Chapter 4. Data Sources

4. Data Sources

In ReportServer data sources serve as principal data basis for report objects, i.e. a report draws the data to be displayed from a defined data source. As with most other objects, data sources are maintained in a hierarchical structure. The data source management module is to be found in the Administration module under Data sources. The following object types can be created in the tree:

  • Folder Serve to structure data sources.
  • Datasource Here various data sources are optionally available which we will discuss in more detail in the following.

Data sources will be configured in two steps. In Data source management, data sources will be created and the basic settings made. For relational databases, here, for instance, user name, password and access URL are stored. However, the specific configuration per use will be set at the point where the data source will be used (this is mostly with the respective report). Here, for instance, for a relational database the SQL query can be set on which the report is based.

ReportServer supports the following data sources.

4.1. Relational Databases

It is possible to access common relational databases via the data source type "Relational databases". Use the option "database" to control the SQL dialect created by ReportServer. At present, ReportServer supports the following SQL dialects :

  • DB2
  • H2
  • HSQL
  • Informix
  • MSSQL
  • MySQL
  • Postgre SQL
  • Oracle
Make sure to integrate the respective JDBC database driver prior to use. (For more detailed information refer to the database driver description.) Information on how to set user name and password as well as the URL is given in the data- base manual. In the following example we will demonstrate how to configure a MySQL data source.

After the initial installation, MySQL can usually be started by entering user name "root" and password "root". A JDBC URL could be as follows:

jdbc:mysql://127.0.0.1:3306/ClassicModels

After having transferred the data, and you wish to test whether ReportServer can establish a database connection, apply the button Test connection. Be aware to always test the saved connection.

The query will actually be configured when selecting the data source, for instance, if you want to create a dynamic list on the basis of this data source.

4.2. Storage of Database Passwords

In the ReportServer development we particularly emphasized the safety of the system to the greatest possible extent. One of the main issues was to store sensitive data as securely as possible. Therefore, the data source settings are of special importance as they provide the potential to access your data warehouse. To store passwords as securely as possible, we follow a two-way strategy. Firstly, database passwords should never be transferred to the client (to your web browser), but only be used to establish database connections. This results in the data source password field always being empty upon reloading the form. However, you may safely change the data source, the password will only be reset when you add an entry to the password field. The second safety measure is that ReportServer database passwords will be encrypted when saving. For further information, please refer to the configuration instructions.

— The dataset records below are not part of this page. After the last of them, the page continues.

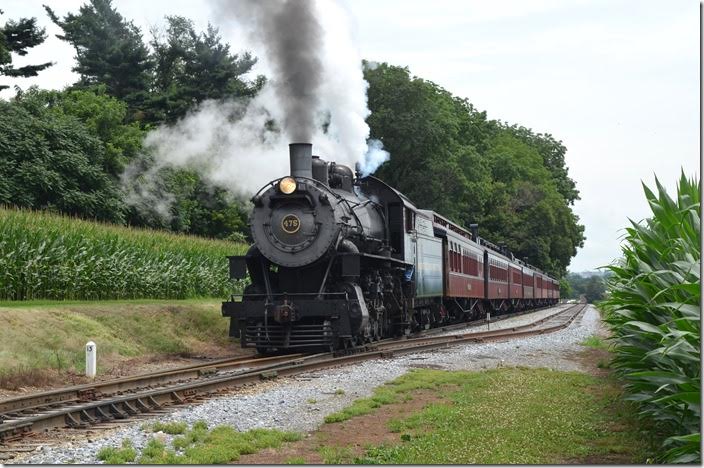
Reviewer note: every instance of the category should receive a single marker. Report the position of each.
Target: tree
(105, 118)
(191, 67)
(194, 206)
(109, 51)
(446, 156)
(16, 37)
(52, 161)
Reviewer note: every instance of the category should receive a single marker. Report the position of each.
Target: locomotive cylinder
(301, 155)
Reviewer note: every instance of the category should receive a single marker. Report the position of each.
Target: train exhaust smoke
(315, 93)
(291, 36)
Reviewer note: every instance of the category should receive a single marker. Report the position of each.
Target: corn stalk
(653, 310)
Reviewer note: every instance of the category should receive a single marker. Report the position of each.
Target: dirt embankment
(43, 346)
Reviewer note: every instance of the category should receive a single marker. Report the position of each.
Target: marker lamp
(287, 185)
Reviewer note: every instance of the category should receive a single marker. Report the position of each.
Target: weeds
(509, 416)
(173, 427)
(117, 456)
(222, 444)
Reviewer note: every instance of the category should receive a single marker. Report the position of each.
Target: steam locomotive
(339, 260)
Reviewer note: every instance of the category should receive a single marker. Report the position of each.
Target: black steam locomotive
(340, 260)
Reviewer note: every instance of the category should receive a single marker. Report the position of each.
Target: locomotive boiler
(339, 260)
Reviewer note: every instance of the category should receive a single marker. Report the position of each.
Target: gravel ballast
(301, 403)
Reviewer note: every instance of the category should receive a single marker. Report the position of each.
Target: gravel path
(301, 403)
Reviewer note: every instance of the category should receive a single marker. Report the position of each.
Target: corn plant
(45, 256)
(653, 310)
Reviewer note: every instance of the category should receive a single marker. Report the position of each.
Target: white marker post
(91, 359)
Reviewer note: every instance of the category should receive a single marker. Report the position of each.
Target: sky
(616, 80)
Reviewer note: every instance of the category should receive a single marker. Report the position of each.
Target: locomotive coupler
(285, 313)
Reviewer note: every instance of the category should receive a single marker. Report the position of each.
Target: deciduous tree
(17, 37)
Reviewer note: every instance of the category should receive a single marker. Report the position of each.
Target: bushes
(654, 312)
(45, 256)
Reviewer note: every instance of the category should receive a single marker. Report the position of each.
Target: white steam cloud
(232, 144)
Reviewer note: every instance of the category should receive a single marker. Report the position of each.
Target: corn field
(654, 312)
(45, 256)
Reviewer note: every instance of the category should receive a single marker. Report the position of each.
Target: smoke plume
(316, 93)
(291, 37)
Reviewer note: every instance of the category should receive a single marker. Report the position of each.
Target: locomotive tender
(340, 260)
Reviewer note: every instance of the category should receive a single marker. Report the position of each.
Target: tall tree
(16, 37)
(191, 67)
(50, 160)
(448, 157)
(109, 51)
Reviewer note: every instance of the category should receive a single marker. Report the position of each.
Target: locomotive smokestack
(474, 229)
(301, 159)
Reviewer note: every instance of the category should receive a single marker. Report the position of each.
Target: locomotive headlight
(287, 185)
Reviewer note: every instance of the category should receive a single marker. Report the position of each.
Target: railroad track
(84, 406)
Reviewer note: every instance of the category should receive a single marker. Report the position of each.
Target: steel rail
(114, 386)
(86, 413)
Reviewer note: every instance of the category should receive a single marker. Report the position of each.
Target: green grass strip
(506, 416)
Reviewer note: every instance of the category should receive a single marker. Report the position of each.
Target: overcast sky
(616, 80)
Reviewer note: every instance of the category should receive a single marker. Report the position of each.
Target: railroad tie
(117, 412)
(142, 407)
(73, 422)
(129, 408)
(102, 415)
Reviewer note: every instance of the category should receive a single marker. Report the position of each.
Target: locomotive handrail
(316, 182)
(275, 295)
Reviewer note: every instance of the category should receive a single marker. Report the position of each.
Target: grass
(653, 309)
(46, 256)
(48, 338)
(118, 456)
(505, 416)
(222, 444)
(333, 455)
(390, 392)
(595, 342)
(173, 427)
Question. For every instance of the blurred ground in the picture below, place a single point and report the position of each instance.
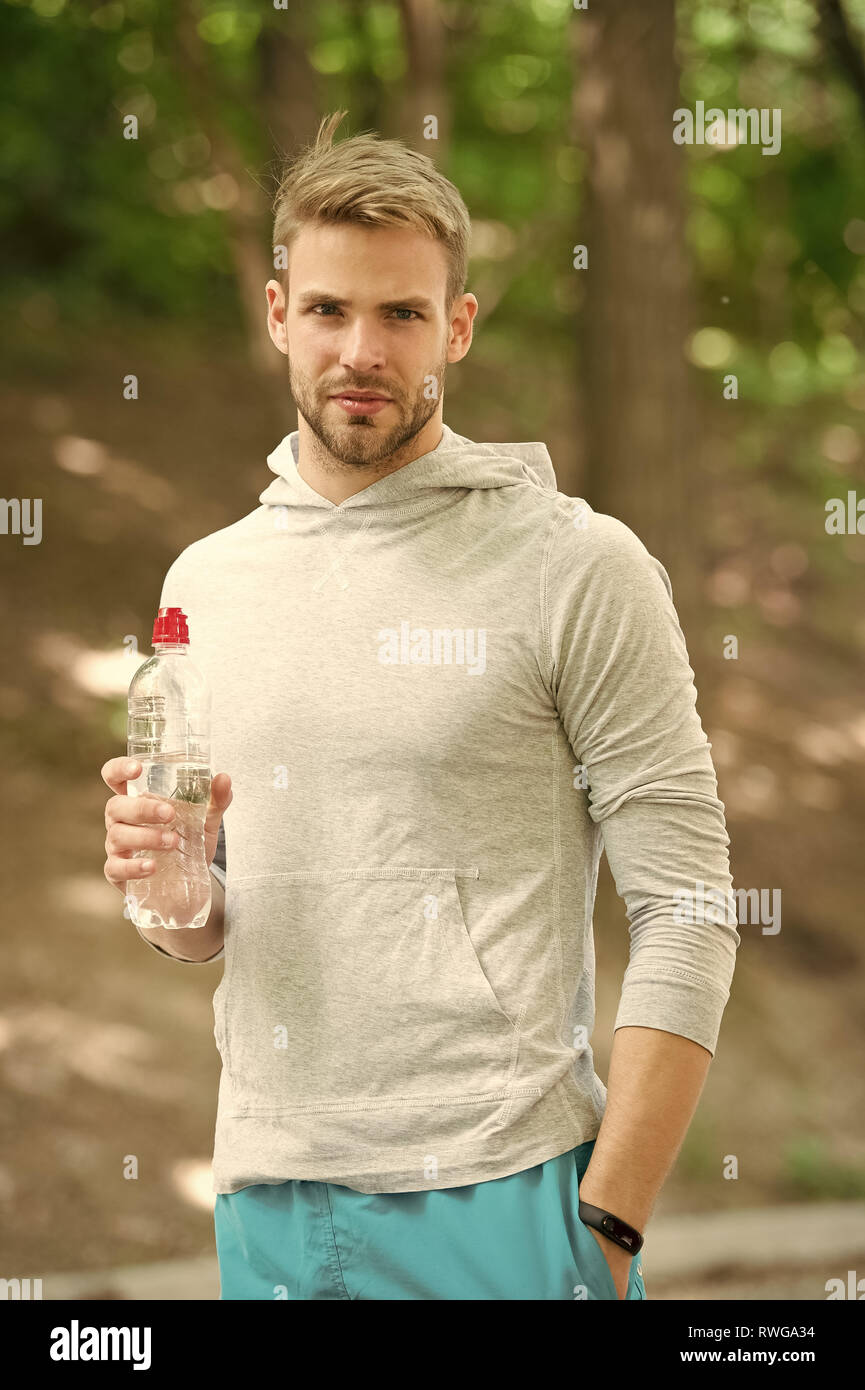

4.3. The Internal Data Base

Non-relational database data (such as CSV lists) will be cached in an internal H2 database to be able to quickly and comfortably access them. For this purpose, H2 stores some files on your local hard disk. By default this location points to the folder dbtmp in your ReportServer installation. For setting the location as well as other properties please refer to the configuration instructions. You may access the internal database in just the same way as you do with all other data sources. To do so, create a new data source of type "relational database", set the database type to H2 and configure as follows.

Username: sa
Password: Refer to the configuration file reportserver.properties. If you activated the encryption of the internal data- base, the password is "encryption password user password". If encryption is deactivated, the password is the user password set in reportserver.properties.
URL: jdbc:h2:VERZEICHNIS/rsdb;CIPHER=AES (however, omit ";CIPHER=AES" if database encryption was deactivated).
4.3.1. Demo Data

If desired, you can load the demo data on the fictitious organization "1 to 87" as soon as you have started ReportServer. They will then become available in the internal H2 database. For further information see Section 1.3. as well as the configuration guide.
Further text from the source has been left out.